CCGrid 2007 reviews!

It’s 4.40am and I just finished my 10 (!!!) paper reviews for CCGrid 2007. Hmmm… I will think hard before I accept another invitation to join a Grid-related Program Committee.

I read some really poor papers, with no attention to presentation, no clear focus/contribution, nothing exciting, etc. Since I always try to give lots of feedback, I dedicated many hours of my life in this.

I think that I am seeing a pattern with papers in the Grid space. It seems that research work is presented as novel when in fact the real targeted area has been exhaustively investigated over the decades. I guess young researchers as they start their research work in the “Grid” identify issues related to fault tolerance, distributed computing, modeling, etc. and since they don’t find prior Grid-related work they think they have discovered something new. For example, I couldn’t believe that work on thread migration and sharing of variables in a distributed environment could ever be presented as new, with no references at all to distributed shared memory systems, tuple systems, parallel runtime systems, etc.
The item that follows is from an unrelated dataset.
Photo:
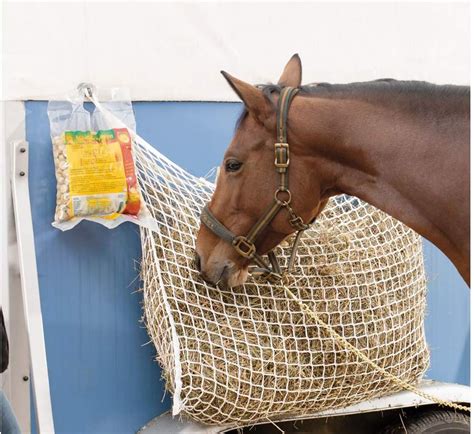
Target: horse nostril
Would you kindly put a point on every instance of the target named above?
(197, 262)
Or that researchers would prefer to present their work on pro-active and re-active fault tolerance techniques to a Grid-related conference rather than the specialized and prestigious (in their field) fault tolerance conferences.

We definitely need to do something about the way in which scientific results are reported. I think people should be discouraged from submitting just anything. The review process should be completely transparent. It should be the entire community, the domain-specific community, that discovers filters out the good papers, the good research work. Why should fault-tolerance methodologies be reported in a Grid-related conference and the merit of the research judged by Grid, instead of fault-tolerance, experts? Also, why should the identities of the PC members and their views remain secret? Why should rejected papers be ‘forgotten’? The authors should be accountable to the community for submitting garbage and the reviewers for their comments. Once personal reputation is on the line, perhaps we’ll see some more self filtering and, who knows, the “publication factories” may start disappearing. The fact that careers are judged by the mere quantity of publications rather than their quality and their impact is a big problem. Government organizations seem to encourage the focus on publication numbers due to their project/university reviewing processes.

I think social networking can help us here. I have some ideas (already written!) and I am discussing them with Tony Hey and soon with Jim Gray. We all hope to make a change in this space. I am off to the Open Repositories 2007 conference in two weeks as part of my engagement with the Open Access movement. This is going to be one of my playgrounds for all the microformat-, social networking-, knowledge representation-related ideas.

Need to get a couple of hours of sleep. Tomorrow I will have to start reviewing the 10 (!!!) papers for WWW 2007. Oh man!